Locally linear embedding (LLE), as a representative manifold learning technique, is a nonlinear dimension reduction method by mapping the high-dimensional data to a lower dimensional space while preserving the essential properties of the raw data. It attempts to discover the underlying nonlinear structure (nonlinear manifold) in high-dimensional data by exploiting the local symmetries of linear reconstructions (Roweis and Saul 2000). Like the ISOMAP algorithm, the implementation of the LLE method also requires several steps. First of all, the neighbors of each data point x i are obtained by calculating the Euclidean distances between neighbor points and the data point of interest. Next, the weights matrix W is computed by minimizing the reconstruction error of the data point from its neighbors.
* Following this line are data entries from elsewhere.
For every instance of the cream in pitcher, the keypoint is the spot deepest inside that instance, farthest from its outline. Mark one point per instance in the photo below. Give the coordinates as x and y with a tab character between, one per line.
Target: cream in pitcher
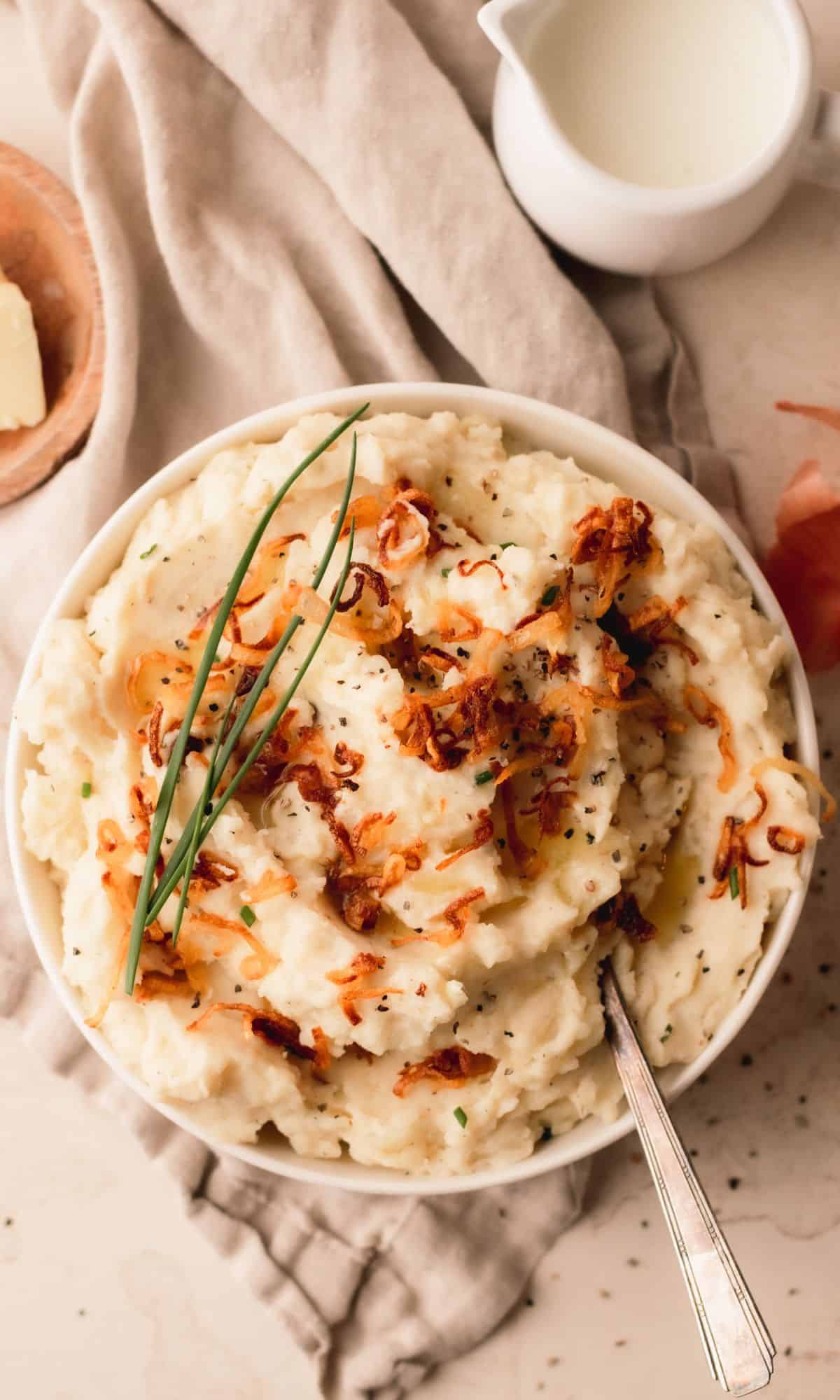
653	136
687	90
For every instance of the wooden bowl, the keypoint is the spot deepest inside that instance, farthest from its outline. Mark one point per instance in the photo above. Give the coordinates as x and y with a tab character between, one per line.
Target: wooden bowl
46	248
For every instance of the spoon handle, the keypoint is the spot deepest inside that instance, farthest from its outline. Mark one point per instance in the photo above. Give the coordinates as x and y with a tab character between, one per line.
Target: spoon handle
737	1342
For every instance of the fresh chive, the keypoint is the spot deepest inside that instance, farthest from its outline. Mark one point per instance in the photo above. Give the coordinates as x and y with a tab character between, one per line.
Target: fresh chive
167	884
208	788
167	793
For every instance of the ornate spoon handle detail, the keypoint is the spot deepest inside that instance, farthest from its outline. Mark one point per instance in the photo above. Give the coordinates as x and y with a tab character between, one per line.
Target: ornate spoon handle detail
737	1342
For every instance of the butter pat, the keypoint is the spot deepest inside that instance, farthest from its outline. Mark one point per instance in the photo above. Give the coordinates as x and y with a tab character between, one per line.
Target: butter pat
22	382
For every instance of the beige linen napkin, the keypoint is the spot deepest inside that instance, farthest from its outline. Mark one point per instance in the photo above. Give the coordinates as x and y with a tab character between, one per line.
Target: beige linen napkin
285	198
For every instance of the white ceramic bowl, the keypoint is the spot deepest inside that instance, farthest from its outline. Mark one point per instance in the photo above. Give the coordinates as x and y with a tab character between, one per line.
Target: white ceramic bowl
541	426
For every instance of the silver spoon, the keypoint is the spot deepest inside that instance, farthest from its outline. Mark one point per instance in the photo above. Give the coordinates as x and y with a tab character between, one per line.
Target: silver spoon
738	1346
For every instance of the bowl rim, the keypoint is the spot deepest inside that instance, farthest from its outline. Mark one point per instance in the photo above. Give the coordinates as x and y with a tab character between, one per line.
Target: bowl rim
528	418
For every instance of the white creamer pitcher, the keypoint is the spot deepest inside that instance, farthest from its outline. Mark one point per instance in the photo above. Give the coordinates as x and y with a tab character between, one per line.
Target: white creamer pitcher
654	136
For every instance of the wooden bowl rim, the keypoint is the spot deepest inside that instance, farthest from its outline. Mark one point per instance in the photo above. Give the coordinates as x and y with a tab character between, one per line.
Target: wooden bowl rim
76	416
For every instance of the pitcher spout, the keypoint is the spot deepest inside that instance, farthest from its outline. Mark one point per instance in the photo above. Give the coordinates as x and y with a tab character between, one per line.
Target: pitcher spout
509	26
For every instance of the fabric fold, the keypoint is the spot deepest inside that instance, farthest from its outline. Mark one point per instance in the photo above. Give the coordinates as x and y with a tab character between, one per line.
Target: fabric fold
284	200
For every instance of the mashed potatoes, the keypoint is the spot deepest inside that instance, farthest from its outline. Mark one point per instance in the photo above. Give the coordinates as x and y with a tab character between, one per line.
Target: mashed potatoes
527	743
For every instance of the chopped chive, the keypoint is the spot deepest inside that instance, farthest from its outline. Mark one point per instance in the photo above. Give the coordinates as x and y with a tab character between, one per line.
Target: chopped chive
166	797
173	874
204	807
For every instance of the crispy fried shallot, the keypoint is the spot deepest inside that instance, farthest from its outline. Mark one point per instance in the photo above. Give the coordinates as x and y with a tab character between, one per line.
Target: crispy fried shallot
624	912
704	709
451	1068
524	856
121	887
733	853
212	872
484	834
614	541
365	510
551	807
620	676
374	631
404	531
365	578
802	772
653	618
275	1030
457	624
468	569
456	915
270	887
785	839
223	932
163	985
351	979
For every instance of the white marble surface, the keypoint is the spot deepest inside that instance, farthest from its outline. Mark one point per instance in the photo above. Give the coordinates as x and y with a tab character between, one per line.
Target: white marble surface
106	1289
Finally, each high-dimensional observation X is mapped to a low-dimensional vector Y representing the global internal coordinates on the manifold. When implementing the LLE algorithm, only one free parameter needs to be optimized, which is quite straightforward. Therefore, once the number of neighbors per data point K is chosen, the optimal weights \(W_{ij}\) and coordinates Y i are computed by standard methods in linear algebra. However, this method is sensitive to noise and prone to ill-conditioned eigen issues, which may lead to unsatisfactory performance of feature selection and fusion.

2.4 Factor analysis

Factor analysis (FA), as a typical variance-based feature selection and representation technique, is different from traditional PCA which is formulated on matrix decomposition. FA is a linear Gaussian latent variable model and releases constraint by forming a diagonal covariance (Bishop 2006). The constructed factor model represents the original variable by a linear combination of latent and measured variables. Thus FA is able to deal with the uncertainty of extracted features in gearbox condition monitoring, since the gearbox degradation process under complex operating conditions (such as accumulation of fatigue, crack propagation, wear) may be subject to uncertainty and changeable operations. Moreover, FA is invariant to the component-wise rescaling of the feature space for input data by preserving the intrinsic data structures (Bishop 2006). Unfortunately, FA is a linear model based on the second-order statistics, which means that the processed data need to obey Gaussian distributions. However, the vibration signals in practice contain much noise and a variety of frequency components obeying non-Gaussian distributions. By taking into account the high computational efficiency and nonlinear projection ability of kernel functions, a kernel factor analysis is investigated for feature selection and representation in gearbox condition monitoring.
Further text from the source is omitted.